I don’t have any friends or family who are a medspouse, so maybe that’s why I feel so isolated in this. I find it so hard to live our lives on polar opposite schedules. I come home to a silent house, maybe see him for half an hour while he gets ready for work, and then he’s gone. I eat dinner alone, clean the house up alone, and go to sleep alone.
Even on his days off, the times I’m awake and home from work he is typically sleeping; either in preparation for or to recover from a string of shifts. These days sure we will eat together, but I still hate the going to bed alone while he stays up until 4am.
It is next to impossible for us to get away for a long weekend, a vacation, or anything like that. If he is off for a couple days during the week while I work, he will take advantage of that and go visit friends out of town or on camping trips in the summer. I love that he is able to do that for himself, but then I wind up feeling bitter and jaded.

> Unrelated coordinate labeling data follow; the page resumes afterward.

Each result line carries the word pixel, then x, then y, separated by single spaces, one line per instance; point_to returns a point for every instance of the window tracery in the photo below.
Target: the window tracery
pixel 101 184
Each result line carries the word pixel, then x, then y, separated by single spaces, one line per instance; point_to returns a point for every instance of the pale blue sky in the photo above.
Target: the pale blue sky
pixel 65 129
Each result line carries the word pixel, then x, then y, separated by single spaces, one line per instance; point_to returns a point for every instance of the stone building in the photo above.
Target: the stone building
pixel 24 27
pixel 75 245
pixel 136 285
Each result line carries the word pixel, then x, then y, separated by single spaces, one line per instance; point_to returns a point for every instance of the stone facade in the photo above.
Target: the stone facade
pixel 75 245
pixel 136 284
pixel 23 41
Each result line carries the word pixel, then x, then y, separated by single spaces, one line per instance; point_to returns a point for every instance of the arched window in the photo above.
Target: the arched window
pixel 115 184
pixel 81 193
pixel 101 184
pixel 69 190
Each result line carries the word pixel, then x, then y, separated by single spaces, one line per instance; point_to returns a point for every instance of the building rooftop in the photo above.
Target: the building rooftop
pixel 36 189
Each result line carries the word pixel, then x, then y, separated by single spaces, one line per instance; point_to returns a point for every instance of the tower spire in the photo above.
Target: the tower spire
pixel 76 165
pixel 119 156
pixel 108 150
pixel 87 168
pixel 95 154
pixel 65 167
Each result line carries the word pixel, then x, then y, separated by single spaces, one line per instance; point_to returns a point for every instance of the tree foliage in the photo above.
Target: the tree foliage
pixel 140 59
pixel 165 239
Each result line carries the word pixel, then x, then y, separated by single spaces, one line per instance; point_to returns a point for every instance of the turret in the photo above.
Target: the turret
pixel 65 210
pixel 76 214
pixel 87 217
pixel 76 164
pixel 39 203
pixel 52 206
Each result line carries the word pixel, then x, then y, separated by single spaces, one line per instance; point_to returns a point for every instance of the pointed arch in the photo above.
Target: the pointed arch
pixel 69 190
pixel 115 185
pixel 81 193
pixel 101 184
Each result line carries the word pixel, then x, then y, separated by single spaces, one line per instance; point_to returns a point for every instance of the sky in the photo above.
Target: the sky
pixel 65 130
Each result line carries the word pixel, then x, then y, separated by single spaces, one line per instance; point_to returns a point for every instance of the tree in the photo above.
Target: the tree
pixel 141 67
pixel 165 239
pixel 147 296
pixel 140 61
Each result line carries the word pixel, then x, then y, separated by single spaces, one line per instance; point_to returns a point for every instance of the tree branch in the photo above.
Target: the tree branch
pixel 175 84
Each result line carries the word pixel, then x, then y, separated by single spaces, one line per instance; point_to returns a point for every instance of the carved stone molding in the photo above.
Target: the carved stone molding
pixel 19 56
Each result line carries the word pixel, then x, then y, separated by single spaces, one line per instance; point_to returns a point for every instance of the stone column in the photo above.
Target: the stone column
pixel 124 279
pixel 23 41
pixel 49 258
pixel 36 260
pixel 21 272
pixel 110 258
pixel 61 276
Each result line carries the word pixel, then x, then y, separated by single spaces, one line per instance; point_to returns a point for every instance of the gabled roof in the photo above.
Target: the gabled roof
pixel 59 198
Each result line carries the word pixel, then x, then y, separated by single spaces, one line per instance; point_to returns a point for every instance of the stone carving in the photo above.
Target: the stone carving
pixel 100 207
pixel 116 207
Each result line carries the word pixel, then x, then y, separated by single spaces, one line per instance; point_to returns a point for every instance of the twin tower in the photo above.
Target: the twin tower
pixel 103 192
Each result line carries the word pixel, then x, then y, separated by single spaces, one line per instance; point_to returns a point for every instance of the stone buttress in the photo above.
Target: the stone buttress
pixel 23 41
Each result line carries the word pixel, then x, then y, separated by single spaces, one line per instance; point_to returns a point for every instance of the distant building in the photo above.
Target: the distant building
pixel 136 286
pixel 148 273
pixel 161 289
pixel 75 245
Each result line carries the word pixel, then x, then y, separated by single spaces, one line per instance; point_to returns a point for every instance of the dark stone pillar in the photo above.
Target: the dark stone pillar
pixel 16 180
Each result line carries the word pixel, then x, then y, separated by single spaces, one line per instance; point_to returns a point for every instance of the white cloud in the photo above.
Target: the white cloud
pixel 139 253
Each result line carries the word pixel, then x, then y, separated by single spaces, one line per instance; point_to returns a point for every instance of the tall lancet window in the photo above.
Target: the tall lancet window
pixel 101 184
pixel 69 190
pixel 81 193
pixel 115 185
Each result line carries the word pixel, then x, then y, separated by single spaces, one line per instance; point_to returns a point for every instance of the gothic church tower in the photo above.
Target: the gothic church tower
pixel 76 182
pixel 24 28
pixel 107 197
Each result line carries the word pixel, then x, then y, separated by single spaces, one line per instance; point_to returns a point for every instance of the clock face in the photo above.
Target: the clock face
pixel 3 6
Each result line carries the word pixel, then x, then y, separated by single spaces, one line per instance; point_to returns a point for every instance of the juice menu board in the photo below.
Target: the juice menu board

Why is HE able to pack up all responsibility mid-week, when I still have to work and take care of the house and pets? Why can’t he ever arrange these things so they line up with MY schedule and I could go too, when so much of my life is built intentionally to revolve around his schedule/maximize our time together?
I feel selfish because obviously none of this is really his fault. It’s the nature of his career. And to him, honestly this is probably normal (both of his parents are MD’s). But this is not the life I had envisioned for myself, nor the way I thought marriage would look. I spend so much time in our home, without him. Does it get better? Am I being ridiculous? Any and all comments welcome.